Wer vertrauliche Gerichtsschriftsätze mit sensiblen personenbezogenen Daten innerhalb des Betriebs verbreitet, riskiert unter Umständen sogar eine fristlose Kündigung – ohne vorherige Abmahnung.
Der Fall im Überblick
Dem Rechtsstreit lag ein außergewöhnlicher Sachverhalt zugrunde. Ein Arbeitnehmer hatte im Rahmen eines laufenden Kündigungsschutzverfahrens einen Link zu den Schriftsätzen der Arbeitgeberin an zahlreiche Beschäftigte versandt. Die Unterlagen enthielten ungeschwärzte personenbezogene Daten verschiedener namentlich genannter Personen, darunter auch Gesundheitsdaten. Hinzu kam, dass der Arbeitnehmer die Empfänger ausdrücklich aufforderte, die Unterlagen weiterzuverbreiten und daraus zu zitieren.
Das Landesarbeitsgericht stellte klar, dass Gerichtsschriftsätze ausschließlich dem jeweiligen Verfahren dienen. Zwar werden sie im Rahmen eines Gerichtsprozesses verwendet, daraus folgt jedoch keine Befugnis, sie betriebsintern oder gar öffentlich zu verbreiten. Die gezielte Offenlegung personenbezogener Daten verletzte die Persönlichkeitsrechte der betroffenen Beschäftigten erheblich.
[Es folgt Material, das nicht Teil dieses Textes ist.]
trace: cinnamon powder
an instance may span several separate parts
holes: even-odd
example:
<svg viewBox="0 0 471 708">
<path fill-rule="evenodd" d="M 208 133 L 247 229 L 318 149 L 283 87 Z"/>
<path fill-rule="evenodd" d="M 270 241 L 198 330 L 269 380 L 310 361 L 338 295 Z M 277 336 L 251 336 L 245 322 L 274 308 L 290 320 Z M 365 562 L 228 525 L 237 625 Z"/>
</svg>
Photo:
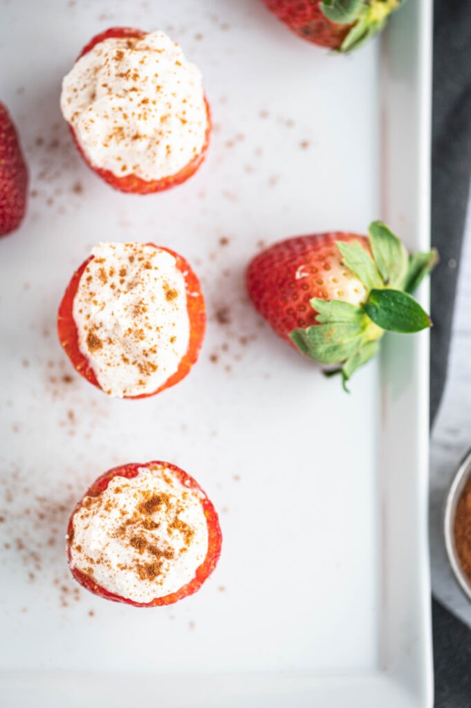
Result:
<svg viewBox="0 0 471 708">
<path fill-rule="evenodd" d="M 461 567 L 471 582 L 471 476 L 456 506 L 453 535 Z"/>
</svg>

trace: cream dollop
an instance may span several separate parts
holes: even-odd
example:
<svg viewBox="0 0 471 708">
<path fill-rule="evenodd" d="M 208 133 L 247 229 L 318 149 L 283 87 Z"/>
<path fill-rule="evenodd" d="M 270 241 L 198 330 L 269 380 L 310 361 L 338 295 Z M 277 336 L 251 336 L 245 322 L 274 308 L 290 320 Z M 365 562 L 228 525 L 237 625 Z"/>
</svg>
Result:
<svg viewBox="0 0 471 708">
<path fill-rule="evenodd" d="M 92 255 L 74 299 L 80 351 L 110 396 L 154 393 L 188 347 L 183 274 L 147 244 L 98 244 Z"/>
<path fill-rule="evenodd" d="M 118 177 L 175 175 L 205 144 L 201 74 L 163 32 L 98 42 L 64 77 L 60 105 L 91 164 Z"/>
<path fill-rule="evenodd" d="M 71 568 L 136 603 L 176 592 L 208 554 L 203 498 L 164 464 L 140 467 L 132 479 L 113 477 L 74 515 Z"/>
</svg>

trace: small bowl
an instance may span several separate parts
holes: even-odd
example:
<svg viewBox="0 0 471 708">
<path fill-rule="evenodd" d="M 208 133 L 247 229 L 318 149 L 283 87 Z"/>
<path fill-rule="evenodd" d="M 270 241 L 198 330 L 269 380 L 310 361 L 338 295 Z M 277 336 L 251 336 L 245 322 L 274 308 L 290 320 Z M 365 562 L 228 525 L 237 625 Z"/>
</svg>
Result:
<svg viewBox="0 0 471 708">
<path fill-rule="evenodd" d="M 445 532 L 445 546 L 450 561 L 451 569 L 460 583 L 467 599 L 471 600 L 471 581 L 463 571 L 455 545 L 455 515 L 456 507 L 465 485 L 471 474 L 471 450 L 470 450 L 458 467 L 455 479 L 450 487 L 445 505 L 443 530 Z"/>
</svg>

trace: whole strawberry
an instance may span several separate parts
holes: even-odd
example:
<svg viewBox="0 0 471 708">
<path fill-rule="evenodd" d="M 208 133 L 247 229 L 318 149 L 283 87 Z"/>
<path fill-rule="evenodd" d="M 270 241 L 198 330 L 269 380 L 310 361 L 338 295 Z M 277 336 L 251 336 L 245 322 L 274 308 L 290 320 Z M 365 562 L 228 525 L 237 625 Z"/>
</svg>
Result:
<svg viewBox="0 0 471 708">
<path fill-rule="evenodd" d="M 346 52 L 384 28 L 404 0 L 263 0 L 269 10 L 303 39 Z"/>
<path fill-rule="evenodd" d="M 385 331 L 431 325 L 409 293 L 436 252 L 409 256 L 381 222 L 368 230 L 368 238 L 333 232 L 282 241 L 246 272 L 249 296 L 276 333 L 310 359 L 339 365 L 344 386 L 378 352 Z"/>
<path fill-rule="evenodd" d="M 0 103 L 0 236 L 18 229 L 26 209 L 28 169 L 15 126 Z"/>
</svg>

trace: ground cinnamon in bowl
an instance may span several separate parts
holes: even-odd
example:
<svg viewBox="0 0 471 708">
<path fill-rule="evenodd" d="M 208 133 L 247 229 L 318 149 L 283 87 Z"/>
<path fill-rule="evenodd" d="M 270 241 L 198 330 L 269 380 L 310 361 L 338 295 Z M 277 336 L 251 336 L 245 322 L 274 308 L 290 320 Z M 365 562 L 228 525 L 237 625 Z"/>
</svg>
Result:
<svg viewBox="0 0 471 708">
<path fill-rule="evenodd" d="M 451 569 L 471 600 L 471 450 L 459 465 L 450 487 L 443 530 Z"/>
<path fill-rule="evenodd" d="M 456 505 L 453 538 L 461 567 L 471 586 L 471 476 L 468 477 Z"/>
</svg>

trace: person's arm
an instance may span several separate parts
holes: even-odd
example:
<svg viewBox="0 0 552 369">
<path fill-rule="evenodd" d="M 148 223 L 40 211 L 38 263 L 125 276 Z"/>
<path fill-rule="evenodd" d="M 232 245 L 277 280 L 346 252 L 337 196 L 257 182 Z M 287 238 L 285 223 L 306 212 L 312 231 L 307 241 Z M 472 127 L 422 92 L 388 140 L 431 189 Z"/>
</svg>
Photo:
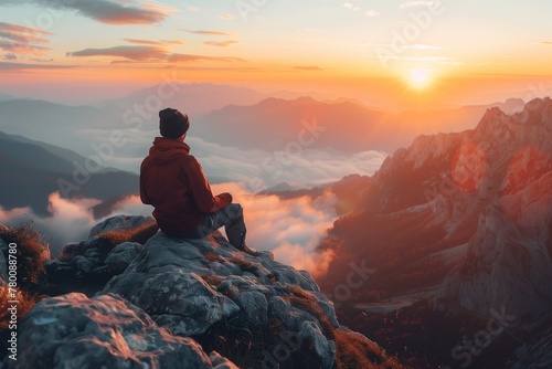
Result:
<svg viewBox="0 0 552 369">
<path fill-rule="evenodd" d="M 140 166 L 140 200 L 145 204 L 151 204 L 151 201 L 148 198 L 148 192 L 146 190 L 146 180 L 144 178 L 144 171 L 145 171 L 145 162 L 142 162 Z"/>
<path fill-rule="evenodd" d="M 190 190 L 192 191 L 195 205 L 201 212 L 211 213 L 232 203 L 232 194 L 227 192 L 213 196 L 203 169 L 195 158 L 191 158 L 187 169 L 188 178 L 190 179 Z"/>
</svg>

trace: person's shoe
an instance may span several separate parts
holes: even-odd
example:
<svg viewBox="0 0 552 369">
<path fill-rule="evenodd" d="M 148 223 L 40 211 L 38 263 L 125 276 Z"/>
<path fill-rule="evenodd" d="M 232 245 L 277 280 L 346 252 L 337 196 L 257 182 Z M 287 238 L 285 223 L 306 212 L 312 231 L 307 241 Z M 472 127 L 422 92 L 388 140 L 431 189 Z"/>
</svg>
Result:
<svg viewBox="0 0 552 369">
<path fill-rule="evenodd" d="M 261 253 L 258 251 L 256 251 L 255 249 L 250 249 L 250 247 L 247 247 L 247 245 L 243 245 L 242 249 L 237 249 L 237 250 L 243 251 L 244 253 L 250 254 L 252 256 L 259 256 L 261 255 Z"/>
</svg>

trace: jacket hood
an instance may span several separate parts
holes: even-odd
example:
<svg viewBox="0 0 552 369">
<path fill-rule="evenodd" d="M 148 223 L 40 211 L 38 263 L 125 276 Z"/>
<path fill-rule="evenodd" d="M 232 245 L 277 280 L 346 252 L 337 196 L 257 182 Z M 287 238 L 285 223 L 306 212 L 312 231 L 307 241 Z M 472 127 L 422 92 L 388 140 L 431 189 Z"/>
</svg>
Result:
<svg viewBox="0 0 552 369">
<path fill-rule="evenodd" d="M 149 156 L 153 162 L 170 162 L 177 158 L 190 154 L 190 146 L 174 139 L 156 137 L 153 146 L 149 149 Z"/>
</svg>

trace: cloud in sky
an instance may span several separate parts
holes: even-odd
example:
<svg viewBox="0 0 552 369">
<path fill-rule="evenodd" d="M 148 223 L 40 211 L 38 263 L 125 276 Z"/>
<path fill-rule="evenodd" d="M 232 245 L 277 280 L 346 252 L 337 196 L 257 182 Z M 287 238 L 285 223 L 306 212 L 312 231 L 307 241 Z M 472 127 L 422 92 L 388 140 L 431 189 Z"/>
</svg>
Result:
<svg viewBox="0 0 552 369">
<path fill-rule="evenodd" d="M 299 71 L 323 71 L 322 67 L 317 65 L 297 65 L 294 68 Z"/>
<path fill-rule="evenodd" d="M 0 22 L 0 51 L 8 52 L 8 55 L 30 54 L 33 56 L 41 56 L 44 55 L 50 48 L 36 45 L 36 43 L 49 43 L 45 36 L 51 34 L 50 32 L 35 28 Z M 10 57 L 11 56 L 4 56 L 4 59 Z"/>
<path fill-rule="evenodd" d="M 168 57 L 168 51 L 160 46 L 114 46 L 107 49 L 85 49 L 68 52 L 67 56 L 119 56 L 132 61 L 163 61 Z"/>
<path fill-rule="evenodd" d="M 198 30 L 198 31 L 185 30 L 185 32 L 193 33 L 193 34 L 201 34 L 201 35 L 232 35 L 227 32 L 205 31 L 205 30 Z"/>
<path fill-rule="evenodd" d="M 194 54 L 171 54 L 168 57 L 168 61 L 171 63 L 182 63 L 182 62 L 185 63 L 195 61 L 244 62 L 244 60 L 240 57 L 208 56 L 208 55 L 194 55 Z"/>
<path fill-rule="evenodd" d="M 184 42 L 180 40 L 161 40 L 161 41 L 151 41 L 151 40 L 138 40 L 138 39 L 123 39 L 128 43 L 138 44 L 138 45 L 155 45 L 155 46 L 166 46 L 166 45 L 183 45 Z"/>
<path fill-rule="evenodd" d="M 319 253 L 316 247 L 337 219 L 332 193 L 314 200 L 309 197 L 284 200 L 277 196 L 254 196 L 238 183 L 213 184 L 212 190 L 215 194 L 231 192 L 234 202 L 244 208 L 248 245 L 270 250 L 277 261 L 315 275 L 327 271 L 333 255 Z M 13 228 L 31 224 L 44 234 L 55 256 L 66 243 L 87 239 L 89 230 L 107 218 L 94 219 L 91 207 L 99 203 L 96 199 L 67 200 L 54 192 L 49 203 L 51 217 L 39 217 L 29 208 L 9 211 L 0 208 L 0 223 Z M 115 205 L 114 214 L 151 215 L 151 211 L 138 196 L 131 196 Z"/>
<path fill-rule="evenodd" d="M 240 43 L 240 41 L 227 40 L 227 41 L 205 41 L 203 42 L 205 45 L 219 46 L 219 48 L 229 48 Z"/>
<path fill-rule="evenodd" d="M 4 59 L 7 59 L 7 57 L 4 56 Z M 10 56 L 8 56 L 7 60 L 10 60 Z M 74 68 L 74 67 L 77 67 L 77 66 L 76 65 L 57 65 L 57 64 L 25 64 L 25 63 L 0 62 L 0 71 L 68 70 L 68 68 Z"/>
<path fill-rule="evenodd" d="M 3 6 L 36 4 L 51 9 L 76 10 L 77 14 L 91 18 L 95 21 L 121 25 L 121 24 L 155 24 L 161 23 L 168 17 L 166 7 L 152 4 L 140 6 L 136 1 L 112 1 L 112 0 L 3 0 Z"/>
<path fill-rule="evenodd" d="M 135 62 L 170 62 L 170 63 L 189 63 L 195 61 L 219 61 L 219 62 L 243 62 L 240 57 L 230 56 L 208 56 L 208 55 L 195 55 L 195 54 L 178 54 L 170 53 L 162 42 L 147 41 L 144 44 L 144 40 L 127 39 L 131 40 L 131 43 L 138 45 L 121 45 L 106 49 L 84 49 L 79 51 L 73 51 L 66 53 L 67 56 L 116 56 L 124 57 L 126 61 Z M 171 42 L 171 41 L 169 41 Z M 140 44 L 142 43 L 142 44 Z M 117 62 L 117 61 L 116 61 Z M 118 61 L 120 62 L 120 61 Z"/>
<path fill-rule="evenodd" d="M 416 8 L 416 7 L 435 7 L 437 6 L 437 2 L 435 1 L 425 1 L 425 0 L 421 0 L 421 1 L 407 1 L 407 2 L 403 2 L 399 6 L 399 8 L 401 9 L 410 9 L 410 8 Z"/>
<path fill-rule="evenodd" d="M 332 252 L 316 251 L 320 240 L 337 219 L 336 197 L 326 192 L 317 199 L 252 196 L 240 184 L 214 184 L 213 191 L 231 192 L 244 208 L 247 244 L 269 250 L 275 260 L 306 270 L 315 276 L 327 272 Z"/>
</svg>

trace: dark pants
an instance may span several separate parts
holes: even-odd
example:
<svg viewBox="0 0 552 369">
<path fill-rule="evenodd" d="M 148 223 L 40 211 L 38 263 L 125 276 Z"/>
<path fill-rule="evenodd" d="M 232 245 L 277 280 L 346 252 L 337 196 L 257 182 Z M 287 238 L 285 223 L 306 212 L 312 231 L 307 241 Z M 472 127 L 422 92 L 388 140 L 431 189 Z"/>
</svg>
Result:
<svg viewBox="0 0 552 369">
<path fill-rule="evenodd" d="M 194 239 L 204 238 L 221 226 L 224 226 L 226 236 L 234 247 L 240 250 L 244 247 L 246 230 L 243 209 L 238 203 L 231 203 L 219 211 L 205 214 L 198 229 L 187 236 Z"/>
</svg>

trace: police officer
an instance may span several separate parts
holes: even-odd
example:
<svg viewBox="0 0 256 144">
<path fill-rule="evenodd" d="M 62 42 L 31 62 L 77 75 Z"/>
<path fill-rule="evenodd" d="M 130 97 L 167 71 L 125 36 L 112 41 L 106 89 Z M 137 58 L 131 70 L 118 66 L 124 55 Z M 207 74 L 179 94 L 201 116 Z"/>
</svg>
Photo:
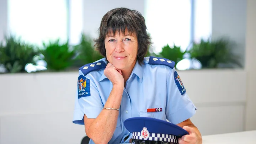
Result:
<svg viewBox="0 0 256 144">
<path fill-rule="evenodd" d="M 189 133 L 179 143 L 202 143 L 190 119 L 196 108 L 174 62 L 144 57 L 151 43 L 141 14 L 113 9 L 99 30 L 95 46 L 105 58 L 79 69 L 73 121 L 84 125 L 90 144 L 129 142 L 132 134 L 123 123 L 134 117 L 168 120 Z"/>
</svg>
Dies galt insbesondere deshalb, weil Gesundheitsdaten als besonders schutzwürdige personenbezogene Daten einem erhöhten rechtlichen Schutz unterliegen.
Bemerkenswert sind vor allem die Ausführungen des Gerichts zur Verhältnismäßigkeit. Zwar ist vor einer verhaltensbedingten Kündigung grundsätzlich eine Abmahnung erforderlich.
Hiervon kann jedoch abgesehen werden, wenn bereits die erstmalige Pflichtverletzung so schwer wiegt, dass ihre Hinnahme für den Arbeitgeber offensichtlich unzumutbar ist.
Genau dies nahm das LAG Baden-Württemberg hier an.
Der Arbeitnehmer handelte vorsätzlich und zielgerichtet. Durch die ausdrückliche Aufforderung zur Weiterverbreitung war die Persönlichkeitsrechtsverletzung nicht lediglich Folge seines Handelns, sondern gerade dessen Zweck. Eine Verhaltensänderung durch eine Abmahnung musste der Arbeitgeber unter diesen Umständen nicht abwarten.
Praxisrelevanz
Die Entscheidung verdeutlicht, dass Datenschutz und Arbeitsrecht in der betrieblichen Praxis eng miteinander verzahnt sind.
Nicht jeder DSGVO-Verstoß rechtfertigt eine fristlose Kündigung. Erfolgt jedoch bewusst die Offenlegung besonders sensibler personenbezogener Daten und werden dadurch die Rechte Dritter schwerwiegend beeinträchtigt, kann die Schwelle des § 626 BGB überschritten sein.
Für Arbeitgeber unterstreicht das Urteil die Bedeutung klarer Datenschutz- und Compliance-Strukturen. Beschäftigte – insbesondere Funktionsträger wie Betriebsratsmitglieder – sollten regelmäßig für den Umgang mit personenbezogenen Daten sensibilisiert werden.
Zugleich zeigt die Entscheidung, dass schwerwiegende Verstöße gegen den Datenschutz nicht nur aufsichtsrechtliche Risiken begründen, sondern auch das erforderliche Vertrauen in das Arbeitsverhältnis nachhaltig zerstören können und deshalb arbeitsrechtlich konsequent sanktioniert werden dürfen.